Płk Wroński o Sowietach w LWP: To naprawdę pokazuje, czym było "odrodzone" Wojsko Polskie
– To są fiszki, niektóre jeszcze na rosyjskich drukach, wypełniane po rosyjsku, oficerów Armii Czerwonej, czyli po prostu Sowietów. Dla mnie nie są to materiały historyczne, ale kontrwywiadowcze. Arcyciekawa rzecz – mówił pułkownik Piotr Wroński.
Gościem rozmowy "Prosto w Oczy" na antenie Telewizji Republika był pułkownik Piotr Wroński, były oficer wywiadu, ekspert ds. służb specjalnych.
– To są niesamowite materiały. Prof. Cenckiewicz odkrył je, kiedy został dyrektorem WBH. To są fiszki, niektóre jeszcze na rosyjskich drukach, wypełniane po rosyjsku, oficerów Armii Czerwonej, czyli po prostu Sowietów. Dla mnie nie są to materiały historyczne, ale kontrwywiadowcze. Arcyciekawa rzecz – wskazał płk Wroński.
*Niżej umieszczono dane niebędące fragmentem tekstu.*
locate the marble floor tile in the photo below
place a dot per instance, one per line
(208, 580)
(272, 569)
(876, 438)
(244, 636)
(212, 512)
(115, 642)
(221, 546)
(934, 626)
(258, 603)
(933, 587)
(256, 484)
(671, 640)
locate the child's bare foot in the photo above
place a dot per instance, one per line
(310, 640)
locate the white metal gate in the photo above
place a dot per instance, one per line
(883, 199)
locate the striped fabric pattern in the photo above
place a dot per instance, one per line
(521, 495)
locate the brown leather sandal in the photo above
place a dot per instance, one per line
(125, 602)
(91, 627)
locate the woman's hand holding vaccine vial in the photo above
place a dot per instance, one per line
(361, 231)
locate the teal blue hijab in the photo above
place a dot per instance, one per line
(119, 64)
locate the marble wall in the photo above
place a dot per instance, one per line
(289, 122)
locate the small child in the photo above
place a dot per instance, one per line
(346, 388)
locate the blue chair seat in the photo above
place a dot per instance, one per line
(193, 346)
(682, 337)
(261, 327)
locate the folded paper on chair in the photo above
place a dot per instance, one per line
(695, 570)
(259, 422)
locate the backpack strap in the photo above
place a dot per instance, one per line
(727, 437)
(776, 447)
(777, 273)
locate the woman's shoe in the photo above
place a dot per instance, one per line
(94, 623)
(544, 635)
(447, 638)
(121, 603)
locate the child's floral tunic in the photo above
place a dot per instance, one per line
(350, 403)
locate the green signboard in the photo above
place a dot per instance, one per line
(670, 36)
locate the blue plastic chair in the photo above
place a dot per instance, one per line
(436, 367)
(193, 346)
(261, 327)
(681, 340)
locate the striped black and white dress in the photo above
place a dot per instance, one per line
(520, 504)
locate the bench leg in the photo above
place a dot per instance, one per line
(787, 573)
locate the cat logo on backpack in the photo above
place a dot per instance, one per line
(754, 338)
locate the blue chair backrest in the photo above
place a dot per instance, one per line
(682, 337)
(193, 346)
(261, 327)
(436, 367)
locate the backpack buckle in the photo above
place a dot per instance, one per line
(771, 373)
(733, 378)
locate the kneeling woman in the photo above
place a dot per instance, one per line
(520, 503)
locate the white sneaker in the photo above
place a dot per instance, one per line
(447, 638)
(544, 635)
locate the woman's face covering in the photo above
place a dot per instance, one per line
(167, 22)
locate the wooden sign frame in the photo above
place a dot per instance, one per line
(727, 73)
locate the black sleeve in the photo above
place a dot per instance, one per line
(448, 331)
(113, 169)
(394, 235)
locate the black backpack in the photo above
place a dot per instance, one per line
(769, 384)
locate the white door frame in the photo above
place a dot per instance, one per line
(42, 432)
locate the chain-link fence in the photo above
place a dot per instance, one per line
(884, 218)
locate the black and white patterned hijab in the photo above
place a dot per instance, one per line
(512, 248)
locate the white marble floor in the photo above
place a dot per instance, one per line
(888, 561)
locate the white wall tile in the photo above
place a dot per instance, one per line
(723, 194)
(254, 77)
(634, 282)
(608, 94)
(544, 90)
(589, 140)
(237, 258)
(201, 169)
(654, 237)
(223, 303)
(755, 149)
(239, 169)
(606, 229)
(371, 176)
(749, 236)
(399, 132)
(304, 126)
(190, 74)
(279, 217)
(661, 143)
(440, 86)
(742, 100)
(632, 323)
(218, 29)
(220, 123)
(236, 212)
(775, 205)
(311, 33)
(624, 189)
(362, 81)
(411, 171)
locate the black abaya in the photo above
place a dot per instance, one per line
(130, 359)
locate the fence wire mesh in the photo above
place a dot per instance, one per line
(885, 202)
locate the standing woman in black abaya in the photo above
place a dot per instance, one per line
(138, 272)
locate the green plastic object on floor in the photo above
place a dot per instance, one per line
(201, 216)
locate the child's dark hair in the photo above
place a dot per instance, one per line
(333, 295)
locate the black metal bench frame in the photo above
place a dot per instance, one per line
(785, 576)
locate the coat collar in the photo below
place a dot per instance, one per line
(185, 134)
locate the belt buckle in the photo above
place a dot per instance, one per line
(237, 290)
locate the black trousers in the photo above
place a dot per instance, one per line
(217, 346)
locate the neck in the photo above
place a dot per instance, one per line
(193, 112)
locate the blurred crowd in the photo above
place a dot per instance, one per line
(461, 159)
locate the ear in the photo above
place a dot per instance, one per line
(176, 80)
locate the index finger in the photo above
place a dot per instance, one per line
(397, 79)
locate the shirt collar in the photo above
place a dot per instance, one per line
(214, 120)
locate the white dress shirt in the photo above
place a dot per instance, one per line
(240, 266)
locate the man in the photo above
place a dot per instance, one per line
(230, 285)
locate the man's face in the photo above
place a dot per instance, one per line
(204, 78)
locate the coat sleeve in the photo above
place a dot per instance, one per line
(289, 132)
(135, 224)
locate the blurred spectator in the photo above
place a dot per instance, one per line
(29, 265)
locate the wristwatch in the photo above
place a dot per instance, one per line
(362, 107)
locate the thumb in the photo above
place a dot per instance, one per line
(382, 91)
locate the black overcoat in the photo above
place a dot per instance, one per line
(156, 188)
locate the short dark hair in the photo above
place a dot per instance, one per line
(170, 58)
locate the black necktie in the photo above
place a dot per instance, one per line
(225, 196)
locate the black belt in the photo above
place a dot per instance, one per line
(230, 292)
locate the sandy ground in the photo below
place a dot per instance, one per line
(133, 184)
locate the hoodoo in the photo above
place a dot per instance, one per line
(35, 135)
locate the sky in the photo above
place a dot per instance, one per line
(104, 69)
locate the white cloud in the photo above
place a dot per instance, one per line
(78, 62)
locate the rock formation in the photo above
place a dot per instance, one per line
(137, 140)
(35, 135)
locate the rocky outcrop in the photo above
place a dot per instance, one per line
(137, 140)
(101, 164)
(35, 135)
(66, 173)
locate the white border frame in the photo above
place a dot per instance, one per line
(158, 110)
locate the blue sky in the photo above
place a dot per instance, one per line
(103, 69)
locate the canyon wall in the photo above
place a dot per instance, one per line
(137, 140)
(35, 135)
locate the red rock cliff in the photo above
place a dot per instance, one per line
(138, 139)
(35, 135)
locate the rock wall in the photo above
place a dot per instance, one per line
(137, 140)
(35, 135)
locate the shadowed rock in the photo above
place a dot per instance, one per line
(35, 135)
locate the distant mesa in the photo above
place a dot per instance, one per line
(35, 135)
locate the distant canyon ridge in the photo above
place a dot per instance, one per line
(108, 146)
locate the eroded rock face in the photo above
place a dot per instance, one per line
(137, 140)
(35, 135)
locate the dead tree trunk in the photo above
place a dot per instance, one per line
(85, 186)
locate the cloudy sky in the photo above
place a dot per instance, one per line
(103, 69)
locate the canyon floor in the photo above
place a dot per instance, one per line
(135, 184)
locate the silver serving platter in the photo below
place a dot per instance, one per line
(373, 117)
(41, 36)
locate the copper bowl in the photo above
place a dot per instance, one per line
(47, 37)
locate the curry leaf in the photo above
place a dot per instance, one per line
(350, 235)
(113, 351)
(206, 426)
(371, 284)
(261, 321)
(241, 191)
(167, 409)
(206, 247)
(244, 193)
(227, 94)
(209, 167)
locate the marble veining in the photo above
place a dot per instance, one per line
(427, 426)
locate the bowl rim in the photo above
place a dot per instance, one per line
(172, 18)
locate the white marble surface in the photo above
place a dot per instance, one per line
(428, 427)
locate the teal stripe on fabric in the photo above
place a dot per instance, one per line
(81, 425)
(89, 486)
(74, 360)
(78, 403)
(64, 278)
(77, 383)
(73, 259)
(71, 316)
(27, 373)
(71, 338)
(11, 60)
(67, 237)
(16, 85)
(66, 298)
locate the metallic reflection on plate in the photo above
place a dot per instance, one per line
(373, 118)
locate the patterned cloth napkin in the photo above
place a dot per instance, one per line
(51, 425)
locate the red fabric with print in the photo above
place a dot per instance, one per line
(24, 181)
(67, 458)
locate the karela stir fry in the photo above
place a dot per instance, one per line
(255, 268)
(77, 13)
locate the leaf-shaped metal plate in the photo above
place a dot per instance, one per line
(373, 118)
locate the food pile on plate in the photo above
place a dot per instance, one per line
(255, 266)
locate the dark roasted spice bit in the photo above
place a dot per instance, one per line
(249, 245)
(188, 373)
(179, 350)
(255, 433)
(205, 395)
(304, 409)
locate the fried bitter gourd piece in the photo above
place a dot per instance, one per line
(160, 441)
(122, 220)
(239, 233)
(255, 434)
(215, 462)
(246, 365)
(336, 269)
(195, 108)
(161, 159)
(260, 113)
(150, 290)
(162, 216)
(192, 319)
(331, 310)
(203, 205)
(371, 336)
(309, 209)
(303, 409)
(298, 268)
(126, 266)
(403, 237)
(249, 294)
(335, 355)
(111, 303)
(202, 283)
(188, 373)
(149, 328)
Były oficer wywiadu mówił, że "jeden człowiek to oficer, który w 1954 roku został skreślony z ewidencji polskich oficerów, Rosjanin, nazywał się chyba Anochin, miał żonę w Krakowie, został odznaczony polskimi orderami w 1945 roku, Krzyżem Walecznych, nie wiem za co i nie wiem dlaczego". – Przy niektórych fiszkach jest napisane, że "powrócił do służby w armii sowieckiej" w 1946-47 roku i wyjechał z Polski i taki np. porucznik Iwanow stał się w Polsce kapitanem Iwańskim. Oni chyba nawet takim osobom nadawali polskie obywatelstwo. Tego jest 19 tys., to wymaga badań, to jest coś niesamowitego, ale to naprawdę pokazuje, czym było "odrodzone" Wojsko Polskie, bo wtedy Wojsko Polskie miało skrót OWP, czyli Odrodzone Wojsko Polskie – zauważył.
Pułkownik Wroński wskazał, że jest to groźne, dlatego, że ci ludzie coś tu, w Polsce, po sobie zostawili. – Część tych ludzi została w Polsce, stała się po prostu Polakami. Nawet ci ludzie, którzy wyjechali, musieli tu coś po sobie pozostawić. Mogą to być związki nieformalne z Polakami, niektórzy w Polsce pozostali. To nie był zbiór zastrzeżony, ale prof. Cenckiewicz w piątek w IPN powiedział jedną zatrważającą rzecz, że nagle się zorientował, że Ambasada Rosyjska pyta WBH o tych żołnierzy, pod legendą, że coś tam do emerytury muszą wyliczyć, ambasada śle zapytania do MON, bo to jest część MON. Ja tego w ogóle nie rozumiem, dla mnie to jest paranoja. Jeszcze raz powtórzę – 19 tys. fiszek do sprawdzenia kontrwywiadowczego, absolutnie kontrwywiadowczego – zaznaczył płk Wroński.